The three must-have volumes are Collected Poems, Summoned by Bells, and Trains and Buttered Toast. With these you have almost the entirety of Betjeman’s output.  I would urge you also to buy A. N. Wilson’s excellent biography, entitled simply Betjeman.  Here are details of the books, with typical retail prices:

Collected Poems, John Murray, first published 1958, most recently 2001 (£7)

Summoned by Bells, John Murray, first published 1960 (£7)

Trains and Buttered Toast, ed. Stephen Games, John Murray, 2006 (£7)

Betjeman, A. N. Wilson, Arrow Books, 2006 (£9)

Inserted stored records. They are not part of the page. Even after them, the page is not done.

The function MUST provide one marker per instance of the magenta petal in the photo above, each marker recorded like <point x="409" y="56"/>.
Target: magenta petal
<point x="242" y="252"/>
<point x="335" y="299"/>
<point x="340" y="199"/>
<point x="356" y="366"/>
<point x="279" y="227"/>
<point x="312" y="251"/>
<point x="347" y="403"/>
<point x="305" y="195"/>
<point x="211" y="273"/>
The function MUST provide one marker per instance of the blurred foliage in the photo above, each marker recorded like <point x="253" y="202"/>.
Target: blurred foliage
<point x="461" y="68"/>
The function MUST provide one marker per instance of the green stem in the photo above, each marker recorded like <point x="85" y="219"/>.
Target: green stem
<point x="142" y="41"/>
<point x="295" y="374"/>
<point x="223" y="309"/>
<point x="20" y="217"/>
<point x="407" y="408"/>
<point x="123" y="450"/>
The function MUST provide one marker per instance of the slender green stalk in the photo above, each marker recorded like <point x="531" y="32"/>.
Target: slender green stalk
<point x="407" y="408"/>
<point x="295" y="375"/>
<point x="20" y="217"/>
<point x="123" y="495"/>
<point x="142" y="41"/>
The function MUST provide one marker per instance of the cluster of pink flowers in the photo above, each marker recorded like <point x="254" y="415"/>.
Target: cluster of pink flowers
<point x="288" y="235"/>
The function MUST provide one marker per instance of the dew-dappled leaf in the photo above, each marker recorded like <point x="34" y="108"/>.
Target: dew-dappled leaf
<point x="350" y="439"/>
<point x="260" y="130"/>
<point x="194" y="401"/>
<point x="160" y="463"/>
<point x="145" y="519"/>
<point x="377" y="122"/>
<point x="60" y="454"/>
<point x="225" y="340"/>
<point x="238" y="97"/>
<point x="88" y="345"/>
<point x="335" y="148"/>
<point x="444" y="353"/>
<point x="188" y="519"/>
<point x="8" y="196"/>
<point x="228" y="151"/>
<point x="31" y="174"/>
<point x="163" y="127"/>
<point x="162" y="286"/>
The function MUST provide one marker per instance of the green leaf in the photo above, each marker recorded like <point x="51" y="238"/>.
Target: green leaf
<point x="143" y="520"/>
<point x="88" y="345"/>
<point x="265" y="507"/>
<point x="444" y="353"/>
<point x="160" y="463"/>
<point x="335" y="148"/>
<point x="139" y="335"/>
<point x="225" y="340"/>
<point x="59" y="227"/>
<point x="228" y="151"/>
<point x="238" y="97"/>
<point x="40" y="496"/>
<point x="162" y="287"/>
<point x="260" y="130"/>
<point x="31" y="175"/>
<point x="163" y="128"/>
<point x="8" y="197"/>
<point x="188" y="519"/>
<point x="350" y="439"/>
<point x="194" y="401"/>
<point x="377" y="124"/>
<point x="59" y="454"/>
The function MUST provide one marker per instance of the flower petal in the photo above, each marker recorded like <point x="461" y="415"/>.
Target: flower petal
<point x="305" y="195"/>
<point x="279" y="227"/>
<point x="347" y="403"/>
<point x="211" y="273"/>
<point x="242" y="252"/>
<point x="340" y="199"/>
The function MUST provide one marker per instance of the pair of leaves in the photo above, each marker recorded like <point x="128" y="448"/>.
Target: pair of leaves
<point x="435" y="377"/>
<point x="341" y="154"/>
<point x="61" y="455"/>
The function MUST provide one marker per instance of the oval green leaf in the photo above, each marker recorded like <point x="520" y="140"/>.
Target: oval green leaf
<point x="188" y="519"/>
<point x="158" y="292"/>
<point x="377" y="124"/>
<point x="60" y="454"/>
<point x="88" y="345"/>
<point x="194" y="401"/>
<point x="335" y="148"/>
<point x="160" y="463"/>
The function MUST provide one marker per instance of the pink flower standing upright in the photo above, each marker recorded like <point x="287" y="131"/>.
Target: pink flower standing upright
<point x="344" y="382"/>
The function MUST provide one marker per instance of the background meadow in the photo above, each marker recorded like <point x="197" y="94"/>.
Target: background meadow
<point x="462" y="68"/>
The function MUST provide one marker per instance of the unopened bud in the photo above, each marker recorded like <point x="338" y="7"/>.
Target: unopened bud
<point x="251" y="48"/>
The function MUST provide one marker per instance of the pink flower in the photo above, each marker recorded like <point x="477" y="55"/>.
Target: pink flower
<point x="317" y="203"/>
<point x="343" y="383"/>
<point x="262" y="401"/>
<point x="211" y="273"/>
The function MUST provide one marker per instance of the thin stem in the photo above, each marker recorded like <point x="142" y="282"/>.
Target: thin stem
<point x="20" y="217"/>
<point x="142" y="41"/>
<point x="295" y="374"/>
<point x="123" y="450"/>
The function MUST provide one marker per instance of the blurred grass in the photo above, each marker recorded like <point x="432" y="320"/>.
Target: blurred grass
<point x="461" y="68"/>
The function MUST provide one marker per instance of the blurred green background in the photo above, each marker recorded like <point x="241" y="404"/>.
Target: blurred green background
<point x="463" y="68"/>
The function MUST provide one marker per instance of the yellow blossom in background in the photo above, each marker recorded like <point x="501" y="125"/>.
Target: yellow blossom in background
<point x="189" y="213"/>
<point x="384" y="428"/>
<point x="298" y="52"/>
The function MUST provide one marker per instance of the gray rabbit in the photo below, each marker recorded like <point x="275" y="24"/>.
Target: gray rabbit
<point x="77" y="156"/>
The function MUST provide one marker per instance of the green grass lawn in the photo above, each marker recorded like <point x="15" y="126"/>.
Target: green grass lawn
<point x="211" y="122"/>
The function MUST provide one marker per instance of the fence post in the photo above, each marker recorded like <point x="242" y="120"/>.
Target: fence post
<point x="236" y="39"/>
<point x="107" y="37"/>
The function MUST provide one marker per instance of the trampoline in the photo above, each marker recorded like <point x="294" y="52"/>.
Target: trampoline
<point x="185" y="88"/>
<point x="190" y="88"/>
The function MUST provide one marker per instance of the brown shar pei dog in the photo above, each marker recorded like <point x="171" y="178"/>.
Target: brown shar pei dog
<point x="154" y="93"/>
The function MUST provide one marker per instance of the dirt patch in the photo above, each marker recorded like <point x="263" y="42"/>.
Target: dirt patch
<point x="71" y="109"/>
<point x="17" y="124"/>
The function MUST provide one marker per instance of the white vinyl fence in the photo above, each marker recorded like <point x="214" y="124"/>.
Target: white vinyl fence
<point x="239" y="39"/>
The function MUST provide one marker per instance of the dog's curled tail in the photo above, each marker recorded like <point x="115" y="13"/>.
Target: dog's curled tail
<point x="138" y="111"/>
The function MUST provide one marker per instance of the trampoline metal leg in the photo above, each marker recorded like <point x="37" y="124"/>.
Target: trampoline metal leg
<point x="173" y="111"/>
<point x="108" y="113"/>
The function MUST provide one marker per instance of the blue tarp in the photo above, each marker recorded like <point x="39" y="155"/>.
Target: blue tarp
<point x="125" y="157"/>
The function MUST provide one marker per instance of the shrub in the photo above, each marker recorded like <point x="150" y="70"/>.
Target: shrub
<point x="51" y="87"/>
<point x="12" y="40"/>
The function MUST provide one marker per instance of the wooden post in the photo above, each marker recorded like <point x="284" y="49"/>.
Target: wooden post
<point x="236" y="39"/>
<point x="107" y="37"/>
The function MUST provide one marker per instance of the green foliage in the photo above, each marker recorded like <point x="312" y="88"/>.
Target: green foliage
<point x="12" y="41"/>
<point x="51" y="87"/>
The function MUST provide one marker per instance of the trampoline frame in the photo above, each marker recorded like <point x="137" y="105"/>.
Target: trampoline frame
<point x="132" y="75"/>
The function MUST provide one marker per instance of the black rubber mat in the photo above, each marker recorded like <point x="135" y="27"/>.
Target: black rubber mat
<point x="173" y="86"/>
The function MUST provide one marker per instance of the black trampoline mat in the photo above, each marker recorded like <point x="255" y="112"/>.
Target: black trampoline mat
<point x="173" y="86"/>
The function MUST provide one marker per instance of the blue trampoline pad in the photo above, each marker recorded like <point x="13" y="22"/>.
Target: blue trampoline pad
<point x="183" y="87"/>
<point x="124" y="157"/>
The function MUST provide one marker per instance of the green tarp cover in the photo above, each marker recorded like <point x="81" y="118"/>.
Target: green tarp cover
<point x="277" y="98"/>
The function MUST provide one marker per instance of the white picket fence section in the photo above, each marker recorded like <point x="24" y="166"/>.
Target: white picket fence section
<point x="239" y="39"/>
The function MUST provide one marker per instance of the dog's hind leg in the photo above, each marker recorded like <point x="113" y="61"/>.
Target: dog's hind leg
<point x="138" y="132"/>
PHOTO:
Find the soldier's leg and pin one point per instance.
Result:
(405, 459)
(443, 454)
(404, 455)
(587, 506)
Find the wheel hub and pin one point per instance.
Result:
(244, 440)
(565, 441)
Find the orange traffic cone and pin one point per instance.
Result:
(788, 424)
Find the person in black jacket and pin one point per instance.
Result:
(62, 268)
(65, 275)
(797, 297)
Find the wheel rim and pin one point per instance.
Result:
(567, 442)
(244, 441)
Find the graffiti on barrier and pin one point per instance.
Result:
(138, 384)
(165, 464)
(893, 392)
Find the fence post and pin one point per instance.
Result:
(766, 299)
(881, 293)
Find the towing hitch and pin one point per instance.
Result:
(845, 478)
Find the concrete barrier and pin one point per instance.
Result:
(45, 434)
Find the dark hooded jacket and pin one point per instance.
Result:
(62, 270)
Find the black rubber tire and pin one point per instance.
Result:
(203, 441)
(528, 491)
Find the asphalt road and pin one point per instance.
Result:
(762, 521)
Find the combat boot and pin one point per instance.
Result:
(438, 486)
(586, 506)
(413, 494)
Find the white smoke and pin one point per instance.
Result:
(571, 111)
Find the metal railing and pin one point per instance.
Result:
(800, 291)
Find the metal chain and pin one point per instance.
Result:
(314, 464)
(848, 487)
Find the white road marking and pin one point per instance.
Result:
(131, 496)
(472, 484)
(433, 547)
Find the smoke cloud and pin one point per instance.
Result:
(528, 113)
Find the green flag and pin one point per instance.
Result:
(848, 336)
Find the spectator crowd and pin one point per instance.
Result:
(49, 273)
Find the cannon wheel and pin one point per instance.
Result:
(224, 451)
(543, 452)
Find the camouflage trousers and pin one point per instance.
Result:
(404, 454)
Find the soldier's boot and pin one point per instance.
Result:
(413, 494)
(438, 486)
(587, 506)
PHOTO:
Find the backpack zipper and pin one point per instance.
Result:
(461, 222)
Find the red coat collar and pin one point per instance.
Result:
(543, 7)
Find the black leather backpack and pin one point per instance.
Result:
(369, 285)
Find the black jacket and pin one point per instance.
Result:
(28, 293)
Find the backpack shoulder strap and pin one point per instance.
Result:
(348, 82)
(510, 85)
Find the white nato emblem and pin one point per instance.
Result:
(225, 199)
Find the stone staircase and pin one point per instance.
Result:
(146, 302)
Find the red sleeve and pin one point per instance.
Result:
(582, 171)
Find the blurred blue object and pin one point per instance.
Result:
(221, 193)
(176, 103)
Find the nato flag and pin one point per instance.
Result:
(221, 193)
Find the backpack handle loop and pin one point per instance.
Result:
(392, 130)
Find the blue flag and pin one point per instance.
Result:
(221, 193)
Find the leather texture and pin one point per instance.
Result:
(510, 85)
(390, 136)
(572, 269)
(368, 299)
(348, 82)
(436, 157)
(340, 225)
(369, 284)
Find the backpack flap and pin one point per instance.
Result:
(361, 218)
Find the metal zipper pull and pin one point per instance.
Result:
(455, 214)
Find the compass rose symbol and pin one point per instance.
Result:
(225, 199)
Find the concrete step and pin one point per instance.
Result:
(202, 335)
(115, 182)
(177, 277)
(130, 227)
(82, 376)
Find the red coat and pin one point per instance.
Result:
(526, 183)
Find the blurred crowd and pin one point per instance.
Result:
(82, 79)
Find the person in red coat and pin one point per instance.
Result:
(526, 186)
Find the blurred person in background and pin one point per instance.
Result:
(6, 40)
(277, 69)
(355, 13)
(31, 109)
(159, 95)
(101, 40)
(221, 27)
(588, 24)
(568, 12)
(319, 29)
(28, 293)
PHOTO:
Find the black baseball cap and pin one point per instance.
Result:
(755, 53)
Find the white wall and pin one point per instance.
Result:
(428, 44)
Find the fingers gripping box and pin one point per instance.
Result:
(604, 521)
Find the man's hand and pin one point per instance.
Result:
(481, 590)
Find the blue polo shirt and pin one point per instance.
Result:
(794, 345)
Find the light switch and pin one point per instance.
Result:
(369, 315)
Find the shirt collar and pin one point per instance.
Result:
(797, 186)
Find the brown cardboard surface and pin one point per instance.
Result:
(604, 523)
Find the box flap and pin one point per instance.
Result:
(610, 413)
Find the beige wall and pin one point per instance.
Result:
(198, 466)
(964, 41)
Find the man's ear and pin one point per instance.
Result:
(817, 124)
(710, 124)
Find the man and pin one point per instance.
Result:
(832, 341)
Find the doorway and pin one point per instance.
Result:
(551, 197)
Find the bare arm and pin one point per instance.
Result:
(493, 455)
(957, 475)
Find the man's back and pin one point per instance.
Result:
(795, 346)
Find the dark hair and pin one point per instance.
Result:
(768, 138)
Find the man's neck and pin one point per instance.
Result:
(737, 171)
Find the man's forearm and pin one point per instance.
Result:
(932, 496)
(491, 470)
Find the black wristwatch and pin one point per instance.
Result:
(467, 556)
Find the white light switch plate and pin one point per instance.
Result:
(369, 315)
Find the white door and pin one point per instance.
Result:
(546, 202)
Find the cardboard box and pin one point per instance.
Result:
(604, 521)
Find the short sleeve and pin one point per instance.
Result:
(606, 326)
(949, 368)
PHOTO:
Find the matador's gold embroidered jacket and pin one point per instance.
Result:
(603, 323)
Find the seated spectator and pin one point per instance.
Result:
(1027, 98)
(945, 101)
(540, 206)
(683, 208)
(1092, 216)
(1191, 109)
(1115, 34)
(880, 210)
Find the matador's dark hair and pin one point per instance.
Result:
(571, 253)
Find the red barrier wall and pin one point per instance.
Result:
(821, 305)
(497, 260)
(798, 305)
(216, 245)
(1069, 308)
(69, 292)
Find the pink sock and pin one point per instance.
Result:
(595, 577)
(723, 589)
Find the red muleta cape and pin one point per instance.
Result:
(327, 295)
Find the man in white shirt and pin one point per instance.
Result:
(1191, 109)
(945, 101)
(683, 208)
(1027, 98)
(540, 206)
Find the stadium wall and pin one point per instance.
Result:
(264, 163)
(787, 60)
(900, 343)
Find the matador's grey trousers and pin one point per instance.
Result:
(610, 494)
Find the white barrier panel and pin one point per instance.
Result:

To see Betjeman at work, go to https://www.bbc.co.uk/programmes/p025jt33 for a short list of Betjeman’s TV appearances, though be warned that you may have to fiddle around with iPlayer to get them.  His TV performances are easier to find on DVD from Amazon and other on-line retailers, though they are not cheap.  My suggested best buy is a boxed set of four from Amazon at £22. It is hard to obtain the BBC’s sound recordings of Betjeman’s voice but, again, if you search Amazon and other on-line retailers you will find good collections on CD – and they are a lot less expensive than the DVDs, generally between £7 and £10.